What the Home Office could learn from Glastonbury

Glastonbury Festival. Tabatha Fireman/Redferns/Getty

Glastonbury Festival has always been suffused with a hippyish, left-wing spirit, says Ed West on Substack. The location of the first Pyramid Stage in 1971 was chosen “via the method of dowsing”. The festival’s founder, Michael Eavis, was a member of the radical Campaign for Nuclear Disarmament and invited his “hero” Jeremy Corbyn to address crowds in 2017. Glastonbury used to allow “New Age Travellers” in for free, but when this resulted in violence the policy ended in 1992. And as the festival attracted more and more freeloaders – fence-jumpers numbered an estimated 100,000 in 2000 – security got progressively tighter. Despite the event’s anti-border, pro-refugee ethos, the size of this year’s fence was like “something from the old days of the Iron Curtain”.

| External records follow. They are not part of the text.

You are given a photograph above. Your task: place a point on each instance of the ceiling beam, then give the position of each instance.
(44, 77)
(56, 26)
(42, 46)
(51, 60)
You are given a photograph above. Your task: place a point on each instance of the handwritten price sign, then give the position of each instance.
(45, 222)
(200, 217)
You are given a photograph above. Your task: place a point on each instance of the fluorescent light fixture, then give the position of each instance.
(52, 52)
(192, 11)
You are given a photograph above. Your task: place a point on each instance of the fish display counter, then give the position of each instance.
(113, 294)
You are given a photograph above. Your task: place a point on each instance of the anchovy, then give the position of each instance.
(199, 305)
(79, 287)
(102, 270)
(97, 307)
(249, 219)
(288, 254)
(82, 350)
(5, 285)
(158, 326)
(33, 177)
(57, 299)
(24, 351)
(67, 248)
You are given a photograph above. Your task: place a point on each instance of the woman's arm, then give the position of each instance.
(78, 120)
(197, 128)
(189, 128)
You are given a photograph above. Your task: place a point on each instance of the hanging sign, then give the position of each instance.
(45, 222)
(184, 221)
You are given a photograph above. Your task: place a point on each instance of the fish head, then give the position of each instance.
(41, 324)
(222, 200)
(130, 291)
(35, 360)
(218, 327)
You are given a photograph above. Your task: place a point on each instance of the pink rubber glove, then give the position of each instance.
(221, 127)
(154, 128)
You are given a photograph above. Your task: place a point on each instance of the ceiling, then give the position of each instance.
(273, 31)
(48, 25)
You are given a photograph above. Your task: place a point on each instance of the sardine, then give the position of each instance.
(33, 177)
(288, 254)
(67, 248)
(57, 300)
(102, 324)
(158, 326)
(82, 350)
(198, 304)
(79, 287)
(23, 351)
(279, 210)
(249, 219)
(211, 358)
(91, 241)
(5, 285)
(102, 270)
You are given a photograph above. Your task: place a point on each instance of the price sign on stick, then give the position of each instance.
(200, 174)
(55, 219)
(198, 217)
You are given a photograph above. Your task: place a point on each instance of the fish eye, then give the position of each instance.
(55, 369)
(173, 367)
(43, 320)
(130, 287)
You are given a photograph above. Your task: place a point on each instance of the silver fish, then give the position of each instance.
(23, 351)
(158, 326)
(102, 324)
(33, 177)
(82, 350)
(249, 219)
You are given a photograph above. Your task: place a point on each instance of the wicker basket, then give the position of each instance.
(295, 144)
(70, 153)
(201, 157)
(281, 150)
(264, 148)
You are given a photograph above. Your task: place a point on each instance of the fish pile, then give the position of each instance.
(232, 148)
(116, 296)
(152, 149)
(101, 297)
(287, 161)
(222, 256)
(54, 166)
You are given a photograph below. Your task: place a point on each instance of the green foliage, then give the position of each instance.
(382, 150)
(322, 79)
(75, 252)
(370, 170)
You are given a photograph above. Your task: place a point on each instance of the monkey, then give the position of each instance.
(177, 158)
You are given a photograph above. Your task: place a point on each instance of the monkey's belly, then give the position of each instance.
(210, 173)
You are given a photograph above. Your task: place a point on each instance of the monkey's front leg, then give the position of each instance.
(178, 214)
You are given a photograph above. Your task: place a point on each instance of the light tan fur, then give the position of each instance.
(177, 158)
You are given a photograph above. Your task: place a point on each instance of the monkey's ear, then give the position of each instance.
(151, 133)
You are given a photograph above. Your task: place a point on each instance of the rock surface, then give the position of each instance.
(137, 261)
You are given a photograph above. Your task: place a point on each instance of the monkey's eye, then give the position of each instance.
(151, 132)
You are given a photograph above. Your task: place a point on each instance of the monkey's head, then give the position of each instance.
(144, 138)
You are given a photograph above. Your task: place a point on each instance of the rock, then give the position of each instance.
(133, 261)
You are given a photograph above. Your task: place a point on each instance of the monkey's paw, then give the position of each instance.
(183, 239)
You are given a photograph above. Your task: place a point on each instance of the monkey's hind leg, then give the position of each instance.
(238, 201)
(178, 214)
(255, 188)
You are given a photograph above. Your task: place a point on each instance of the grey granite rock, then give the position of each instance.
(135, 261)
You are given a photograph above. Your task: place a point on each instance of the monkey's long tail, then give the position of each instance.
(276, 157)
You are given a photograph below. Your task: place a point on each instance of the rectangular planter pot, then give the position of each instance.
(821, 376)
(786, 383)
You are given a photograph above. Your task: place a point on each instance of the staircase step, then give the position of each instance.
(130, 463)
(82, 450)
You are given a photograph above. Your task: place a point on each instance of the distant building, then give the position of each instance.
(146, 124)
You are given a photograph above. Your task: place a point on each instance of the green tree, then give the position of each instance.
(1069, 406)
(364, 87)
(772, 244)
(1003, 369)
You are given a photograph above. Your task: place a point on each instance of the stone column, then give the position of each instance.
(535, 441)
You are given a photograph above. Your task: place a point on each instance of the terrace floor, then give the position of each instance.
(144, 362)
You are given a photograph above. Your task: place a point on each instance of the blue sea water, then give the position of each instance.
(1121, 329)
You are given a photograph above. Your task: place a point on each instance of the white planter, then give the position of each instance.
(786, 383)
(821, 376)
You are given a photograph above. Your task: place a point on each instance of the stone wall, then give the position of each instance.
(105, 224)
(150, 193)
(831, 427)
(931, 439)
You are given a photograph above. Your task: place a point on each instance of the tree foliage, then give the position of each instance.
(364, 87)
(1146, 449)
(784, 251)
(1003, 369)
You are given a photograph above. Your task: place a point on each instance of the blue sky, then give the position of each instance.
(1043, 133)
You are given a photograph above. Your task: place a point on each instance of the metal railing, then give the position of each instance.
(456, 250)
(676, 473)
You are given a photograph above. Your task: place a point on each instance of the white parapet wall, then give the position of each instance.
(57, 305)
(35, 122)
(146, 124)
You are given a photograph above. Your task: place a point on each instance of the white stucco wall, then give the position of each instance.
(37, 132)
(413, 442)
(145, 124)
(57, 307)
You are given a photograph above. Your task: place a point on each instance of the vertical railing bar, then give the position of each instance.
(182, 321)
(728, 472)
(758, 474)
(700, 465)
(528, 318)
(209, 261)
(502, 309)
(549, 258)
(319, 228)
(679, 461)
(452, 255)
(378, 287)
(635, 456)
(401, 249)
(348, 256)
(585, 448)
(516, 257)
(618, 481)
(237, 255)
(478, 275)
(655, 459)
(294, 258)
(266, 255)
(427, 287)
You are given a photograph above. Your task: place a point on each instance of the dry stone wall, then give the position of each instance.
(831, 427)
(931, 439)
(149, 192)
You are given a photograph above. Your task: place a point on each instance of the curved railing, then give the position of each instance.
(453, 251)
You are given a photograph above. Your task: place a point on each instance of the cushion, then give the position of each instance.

Ironically, Glastonbury has become a textbook example of a “high-functioning conservative state”. Exclusivity, in the form of effective borders and a high ticket price, means that only a certain type of middle-class person can attend – and when you have a mass of similar people with similar values, the result is the kind of safe, homogenous, “high-trust society” that conservatives dream of. That’s why the political posturing of many Glastonbury attendees is so funny: they enjoy, in miniature, the kind of society they say they oppose. All conservatives want is for people entering Britain to be treated “with the same scrutiny as people entering a four-day festival organised by a farmer”. If an ageing hippy can organise an effective border, “why can’t the Home Office?”